I am not sure what would go wrong in case of a short read.
My guess is that as long as we test that p is not NULL below we should be fine.
As Peff wrote this code, he could probably answer much better than me.

>> +                             if (p)
>> +                                     got -= p - inflated + 1;
>> +                             else
>> +                                     got = 0;
>> +                     }
>> +                     total_got += got;
>> +             } while (stream.avail_in && zret == Z_OK);
>> +     }
>> +
>> +     close(cmd.child.out);
>> +     git_inflate_end(&stream);
>> +     git_SHA1_Final(real_sha1, &hash);
>> +     if (odb_helper_finish(o, &cmd))
>> +             return -1;
>> +     if (zret != Z_STREAM_END) {
>> +             warning("bad zlib data from odb helper '%s' for %s",
>> +                     o->name, sha1_to_hex(sha1));
>> +             return -1;
>> +     }
>> +     if (total_got != obj->size) {
>> +             warning("size mismatch from odb helper '%s' for %s (%lu != %lu)",
>> +                     o->name, sha1_to_hex(sha1), total_got, obj->size);
>> +             return -1;
>> +     }
>> +     if (hashcmp(real_sha1, sha1)) {
>> +             warning("sha1 mismatch from odb helper '%s' for %s (got %s)",
>> +                     o->name, sha1_to_hex(sha1), sha1_to_hex(real_sha1));
>> +             return -1;
>> +     }
>> +
>> +     return 0;
>> +}
>
> OK.  So we call the external helper with "get" command, expecting
> that the helper returns the data as a zlib deflated stream, and
> validate that the data matches the expected hash and the expected
> size, while also saving the contents of the deflated stream to fd.
> Presumably the caller opened a fd to write into a loose object?  I
> do not see this code actually validating that the loose object
> header, i.e. "<type> <len>\0", matches what the caller wanted to see
> in obj->size and obj->type.  Shouldn't there be a check for that,
> too?

Yeah, it would be better with a check.
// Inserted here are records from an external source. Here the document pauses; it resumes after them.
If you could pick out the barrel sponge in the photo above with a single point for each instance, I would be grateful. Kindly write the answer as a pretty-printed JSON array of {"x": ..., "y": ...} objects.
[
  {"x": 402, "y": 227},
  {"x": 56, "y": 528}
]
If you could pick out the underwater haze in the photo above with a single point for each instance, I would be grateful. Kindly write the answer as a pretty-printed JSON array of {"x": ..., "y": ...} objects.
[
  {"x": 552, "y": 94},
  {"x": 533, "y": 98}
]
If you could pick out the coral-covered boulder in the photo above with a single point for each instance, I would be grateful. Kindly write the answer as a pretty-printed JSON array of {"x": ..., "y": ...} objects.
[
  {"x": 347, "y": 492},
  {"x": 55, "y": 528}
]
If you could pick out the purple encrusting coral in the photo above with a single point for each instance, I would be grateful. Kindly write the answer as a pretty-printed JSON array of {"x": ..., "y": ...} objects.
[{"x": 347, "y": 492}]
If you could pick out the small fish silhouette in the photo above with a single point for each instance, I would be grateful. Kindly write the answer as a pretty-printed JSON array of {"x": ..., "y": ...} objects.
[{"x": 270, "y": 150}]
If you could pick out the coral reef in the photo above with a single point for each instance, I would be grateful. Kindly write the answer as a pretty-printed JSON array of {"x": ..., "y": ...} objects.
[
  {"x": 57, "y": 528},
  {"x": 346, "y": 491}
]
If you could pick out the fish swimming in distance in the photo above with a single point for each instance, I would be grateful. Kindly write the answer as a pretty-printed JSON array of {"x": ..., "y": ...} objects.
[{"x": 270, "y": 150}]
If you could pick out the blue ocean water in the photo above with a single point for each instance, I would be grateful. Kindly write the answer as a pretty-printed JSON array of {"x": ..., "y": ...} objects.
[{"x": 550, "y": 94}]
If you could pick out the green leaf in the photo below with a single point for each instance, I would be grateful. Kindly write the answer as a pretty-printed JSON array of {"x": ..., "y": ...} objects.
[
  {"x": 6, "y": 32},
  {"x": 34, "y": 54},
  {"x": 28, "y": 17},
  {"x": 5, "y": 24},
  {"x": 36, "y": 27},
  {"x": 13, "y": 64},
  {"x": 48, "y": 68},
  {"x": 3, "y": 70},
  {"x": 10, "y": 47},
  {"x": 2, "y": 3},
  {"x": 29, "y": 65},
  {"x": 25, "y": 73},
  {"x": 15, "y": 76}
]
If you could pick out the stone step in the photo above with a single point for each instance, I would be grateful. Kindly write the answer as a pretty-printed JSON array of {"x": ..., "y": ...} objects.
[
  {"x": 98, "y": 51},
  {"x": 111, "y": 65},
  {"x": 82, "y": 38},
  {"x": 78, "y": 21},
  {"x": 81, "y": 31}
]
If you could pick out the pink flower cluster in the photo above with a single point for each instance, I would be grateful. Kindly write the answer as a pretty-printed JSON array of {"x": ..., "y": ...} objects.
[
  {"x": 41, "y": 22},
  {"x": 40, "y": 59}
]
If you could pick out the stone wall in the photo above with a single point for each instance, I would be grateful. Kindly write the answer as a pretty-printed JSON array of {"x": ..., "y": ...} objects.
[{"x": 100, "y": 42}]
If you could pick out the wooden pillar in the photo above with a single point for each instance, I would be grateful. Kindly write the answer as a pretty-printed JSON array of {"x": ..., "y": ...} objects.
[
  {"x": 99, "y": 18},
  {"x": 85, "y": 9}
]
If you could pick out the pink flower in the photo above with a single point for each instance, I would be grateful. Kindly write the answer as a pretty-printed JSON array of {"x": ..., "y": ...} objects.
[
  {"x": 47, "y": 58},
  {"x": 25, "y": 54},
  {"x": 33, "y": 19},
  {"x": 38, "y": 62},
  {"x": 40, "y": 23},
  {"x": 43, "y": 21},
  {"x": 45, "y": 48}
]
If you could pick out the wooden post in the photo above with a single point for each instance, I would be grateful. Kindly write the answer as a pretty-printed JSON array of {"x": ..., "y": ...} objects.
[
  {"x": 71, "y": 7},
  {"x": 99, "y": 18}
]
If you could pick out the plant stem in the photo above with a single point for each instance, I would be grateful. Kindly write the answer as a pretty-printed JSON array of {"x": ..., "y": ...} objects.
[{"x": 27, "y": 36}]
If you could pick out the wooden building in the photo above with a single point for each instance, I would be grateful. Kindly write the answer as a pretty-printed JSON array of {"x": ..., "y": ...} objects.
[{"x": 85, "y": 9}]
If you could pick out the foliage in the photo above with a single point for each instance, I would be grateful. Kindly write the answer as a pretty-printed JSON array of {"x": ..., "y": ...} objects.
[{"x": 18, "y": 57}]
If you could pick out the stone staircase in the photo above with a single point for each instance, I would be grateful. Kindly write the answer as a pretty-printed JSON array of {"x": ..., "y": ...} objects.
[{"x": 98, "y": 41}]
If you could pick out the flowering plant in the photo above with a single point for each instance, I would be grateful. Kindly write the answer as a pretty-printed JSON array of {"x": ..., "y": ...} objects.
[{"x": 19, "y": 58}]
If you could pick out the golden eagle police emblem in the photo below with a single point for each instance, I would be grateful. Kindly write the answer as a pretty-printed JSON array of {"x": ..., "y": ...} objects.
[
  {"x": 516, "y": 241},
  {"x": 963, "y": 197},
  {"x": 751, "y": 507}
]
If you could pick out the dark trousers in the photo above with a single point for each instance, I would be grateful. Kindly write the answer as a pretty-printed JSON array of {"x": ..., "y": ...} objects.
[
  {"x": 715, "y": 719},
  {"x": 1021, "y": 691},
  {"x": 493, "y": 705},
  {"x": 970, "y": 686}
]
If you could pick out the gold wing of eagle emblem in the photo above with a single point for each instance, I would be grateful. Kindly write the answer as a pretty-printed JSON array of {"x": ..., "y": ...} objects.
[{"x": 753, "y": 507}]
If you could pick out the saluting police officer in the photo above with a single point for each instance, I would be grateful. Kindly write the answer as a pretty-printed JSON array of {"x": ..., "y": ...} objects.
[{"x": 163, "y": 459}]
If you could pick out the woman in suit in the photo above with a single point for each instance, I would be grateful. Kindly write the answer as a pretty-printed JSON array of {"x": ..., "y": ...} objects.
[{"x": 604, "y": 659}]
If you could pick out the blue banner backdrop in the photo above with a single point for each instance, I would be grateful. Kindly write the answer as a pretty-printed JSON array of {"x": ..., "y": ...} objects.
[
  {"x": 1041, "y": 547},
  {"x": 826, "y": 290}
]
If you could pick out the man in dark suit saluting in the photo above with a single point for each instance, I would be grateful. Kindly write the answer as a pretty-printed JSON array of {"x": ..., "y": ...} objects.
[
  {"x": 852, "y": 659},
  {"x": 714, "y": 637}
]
It also looks like checking
that must take into account possible short-read that could happen (as
discussed above), so for now I will see if we need to fix the header
reading, before taking a look at this.

> I am tempted to debate myself if it is a sensible design to require
> "get" to return a loose object representation, but cannot decide
> without seeing the remainder of the series.  An obvious alternative
> is to define the "get" request to interface with us via the raw
> contents (not even deflated) and leave the deflating to us, i.e. Git
> sitting on the receiving end, which would allow us to choose to
> store it differently (e.g. we may want to try streaming it into its
> own pack using the streaming.h API, for example).

There is now both a get_raw_obj and a get_git_obj to handle both cases.